2. LEARNING FROM EXPLANATIONS

2.1 PROBLEM STATEMENT Given a labeled dataset D = {(x, y) i }, we also have access to explanations e(x) ⊂ x, which are a subset of the input features, of the label for each input point x. The explanations are informative enough that they can sufficiently explain the labels. We want to train a model to produce outputs similar to the given labels and base their decisions using reasons close to the given explanations.

2.2. WHY DO PREVIOUS METHODS NOT WORK WELL?
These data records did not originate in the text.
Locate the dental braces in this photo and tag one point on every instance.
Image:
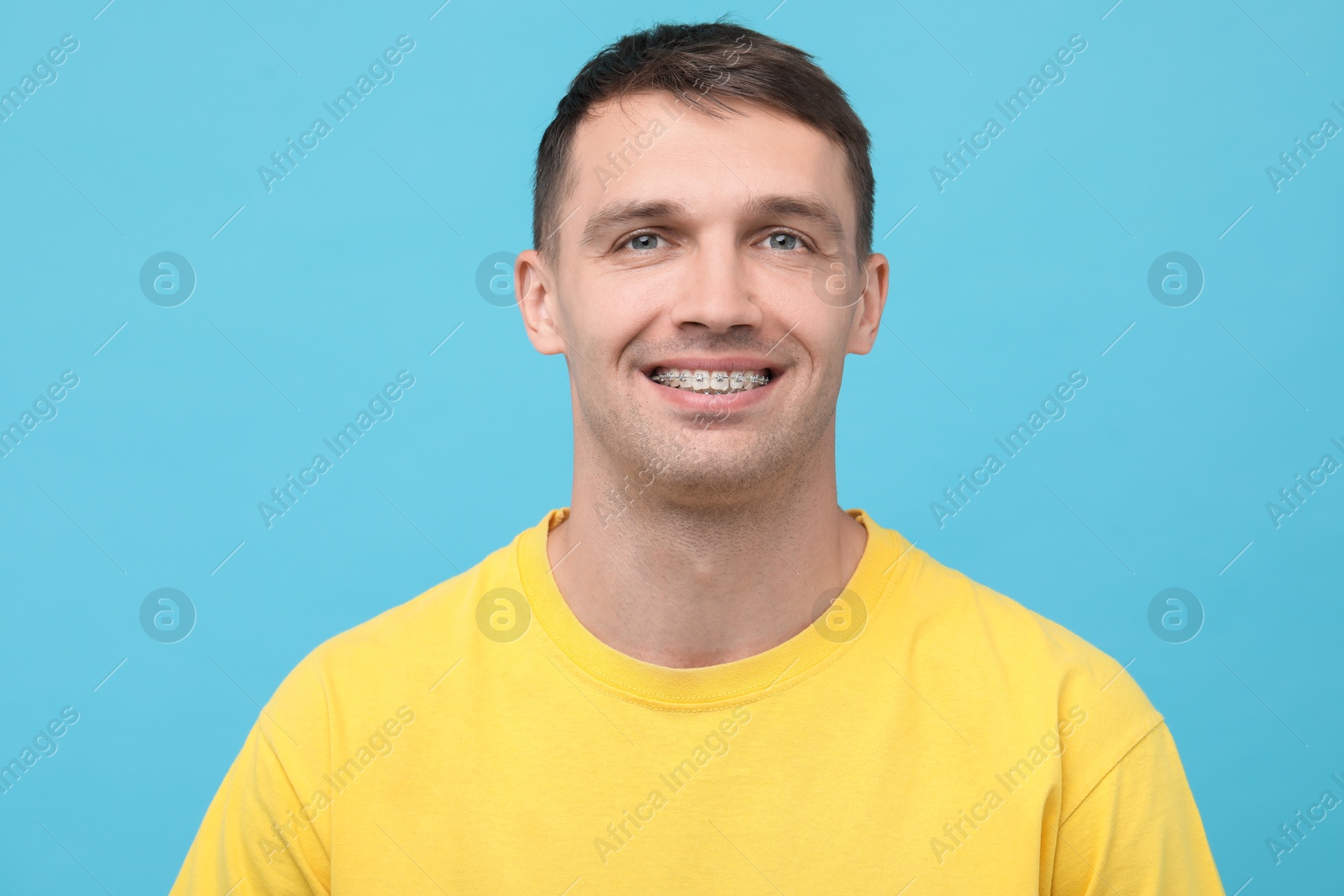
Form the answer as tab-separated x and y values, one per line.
736	379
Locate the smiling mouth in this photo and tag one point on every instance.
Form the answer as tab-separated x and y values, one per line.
710	382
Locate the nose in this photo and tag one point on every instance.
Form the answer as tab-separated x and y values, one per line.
718	291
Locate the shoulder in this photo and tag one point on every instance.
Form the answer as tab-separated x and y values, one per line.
1025	679
398	656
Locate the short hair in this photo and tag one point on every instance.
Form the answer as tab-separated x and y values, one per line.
691	60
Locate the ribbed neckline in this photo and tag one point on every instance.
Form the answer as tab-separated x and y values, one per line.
884	560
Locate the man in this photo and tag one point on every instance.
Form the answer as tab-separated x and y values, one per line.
705	676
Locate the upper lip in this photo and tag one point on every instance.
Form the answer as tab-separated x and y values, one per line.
703	363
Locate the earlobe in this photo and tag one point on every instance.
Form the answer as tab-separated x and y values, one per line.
535	300
864	333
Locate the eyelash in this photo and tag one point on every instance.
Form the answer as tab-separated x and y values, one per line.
625	241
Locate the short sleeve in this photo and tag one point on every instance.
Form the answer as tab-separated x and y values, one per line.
1137	832
261	836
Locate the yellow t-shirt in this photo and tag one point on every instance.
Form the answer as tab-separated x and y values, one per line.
927	735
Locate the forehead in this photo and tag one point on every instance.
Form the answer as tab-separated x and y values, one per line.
651	145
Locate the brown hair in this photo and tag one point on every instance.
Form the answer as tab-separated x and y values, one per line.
691	60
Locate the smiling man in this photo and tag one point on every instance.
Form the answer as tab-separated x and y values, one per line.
705	676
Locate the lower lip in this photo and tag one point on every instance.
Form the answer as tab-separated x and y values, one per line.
726	402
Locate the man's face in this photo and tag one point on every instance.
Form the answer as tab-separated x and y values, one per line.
692	244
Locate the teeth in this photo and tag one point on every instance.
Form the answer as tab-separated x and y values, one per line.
710	382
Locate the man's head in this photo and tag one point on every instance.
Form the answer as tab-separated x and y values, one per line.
703	201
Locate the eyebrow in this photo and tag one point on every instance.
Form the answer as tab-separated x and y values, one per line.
628	211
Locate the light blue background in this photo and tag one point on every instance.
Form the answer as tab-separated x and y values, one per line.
360	262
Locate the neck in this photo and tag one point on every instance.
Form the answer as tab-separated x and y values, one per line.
696	584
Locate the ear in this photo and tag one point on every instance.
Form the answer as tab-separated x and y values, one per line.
864	331
537	300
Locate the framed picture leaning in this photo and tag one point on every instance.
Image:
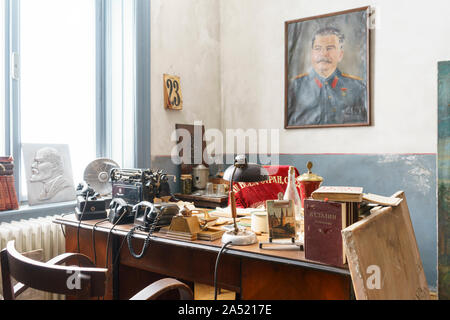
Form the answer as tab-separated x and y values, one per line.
327	70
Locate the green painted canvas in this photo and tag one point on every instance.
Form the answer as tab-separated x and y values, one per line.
443	180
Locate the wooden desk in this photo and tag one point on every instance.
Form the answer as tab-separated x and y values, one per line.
204	201
251	272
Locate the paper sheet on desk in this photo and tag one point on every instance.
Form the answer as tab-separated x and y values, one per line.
226	212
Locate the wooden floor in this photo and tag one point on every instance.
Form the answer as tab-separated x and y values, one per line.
204	292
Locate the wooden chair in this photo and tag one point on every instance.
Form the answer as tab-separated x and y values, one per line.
85	281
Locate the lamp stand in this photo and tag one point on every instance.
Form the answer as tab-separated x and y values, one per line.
239	237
In this work, we focus on the image domain, where a wide range of model explanation methods have been studied. There are some prior works (Ross et al., 2017; Rieger et al., 2020; Schramowski et al., 2020; Shao et al., 2021) on a similar problem to ours. Explanations in their settings are bounding boxes of either the main object or the spurious features, which differ from our definition of "informative and sufficient subsets of input features". Technically, they all adopt a loss-based approach, adding an explanation misalignment loss to the label loss: L joint = L label + λL expl . (1) The additional loss is computed by taking the difference between the feature attributions attr(x) computed by certain model explanation methods and the given explanation e(x): L expl = ||attr(x) -e(x)||. ( ) While it is tempting to reuse the existing algorithms for our problem, they do not lead to higher test accuracy than vanilla training in practice. The first reason is that using model explanation methods to generate models' attributions is questionable. Adebayo et al. (2018) have shown that many popular saliency map based explanations do not even pass the sanity check. Using them as a proxy of models' attention is thus unreliable. The second reason is with training. Optimization of the joint loss is often done via gradient descent. However, gradients of the two loss terms may point to different directions, creating a race condition that pulls and pushes the model into a bad local optimum. Imagine the two gradients counteract each other. The weights are then updated with negligible aggregated gradients.